James aceptó cada palabra como una frase. —Tienes razón —dijo—. Lo hice.
Esa respuesta me destrozó más que cualquier excusa. Porque no se estaba defendiendo. Estaba confesando.
El juez Robinson se inclinó hacia adelante. —Señor Patterson —dijo—, ¿comprende la gravedad de lo que está admitiendo?
James asintió. “Todos los días desde 1969”.
La sala del tribunal permaneció en silencio durante un largo rato. Entonces sucedió algo en lo que todavía pienso. El fiscal, que diez minutos antes había solicitado una sentencia por ochenta y nueve dólares en medicamentos robados, se puso de pie y dijo: «Su Señoría, el Estado está dispuesto a desestimar el caso en aras de la justicia».

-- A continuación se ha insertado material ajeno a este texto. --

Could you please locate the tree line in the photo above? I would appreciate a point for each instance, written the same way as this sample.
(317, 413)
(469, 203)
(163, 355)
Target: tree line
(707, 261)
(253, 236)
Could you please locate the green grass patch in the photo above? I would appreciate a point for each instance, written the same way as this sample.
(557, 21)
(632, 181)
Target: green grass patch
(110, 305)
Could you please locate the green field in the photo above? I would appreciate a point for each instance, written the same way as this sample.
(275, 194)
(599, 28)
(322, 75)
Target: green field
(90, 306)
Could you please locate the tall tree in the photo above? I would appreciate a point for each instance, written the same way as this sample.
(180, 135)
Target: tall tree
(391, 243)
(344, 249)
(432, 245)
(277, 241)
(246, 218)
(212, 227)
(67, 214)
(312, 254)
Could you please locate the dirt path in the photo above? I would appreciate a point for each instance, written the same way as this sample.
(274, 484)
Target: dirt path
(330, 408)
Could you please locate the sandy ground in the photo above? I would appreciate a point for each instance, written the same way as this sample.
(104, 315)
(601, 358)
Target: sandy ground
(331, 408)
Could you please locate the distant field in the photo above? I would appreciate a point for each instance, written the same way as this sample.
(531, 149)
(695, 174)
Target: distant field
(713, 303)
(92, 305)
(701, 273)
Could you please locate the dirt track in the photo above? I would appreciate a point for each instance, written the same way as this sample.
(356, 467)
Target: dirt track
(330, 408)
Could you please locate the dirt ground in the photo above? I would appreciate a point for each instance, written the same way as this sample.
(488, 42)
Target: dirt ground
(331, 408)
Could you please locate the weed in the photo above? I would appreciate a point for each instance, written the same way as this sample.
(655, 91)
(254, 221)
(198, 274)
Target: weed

La jueza miró a la defensora pública. Ella asintió. “La defensa se suma”.
El juez Robinson dio un golpecito con su bolígrafo y dijo: “Cargo desestimado”.
James no reaccionó al principio. No creo que volviera a esperar clemencia de ninguna institución. Entonces el juez añadió: «Señor Patterson, eso no borra lo que ocurrió hoy en esta sala. Pero sí significa que no se irá esposado».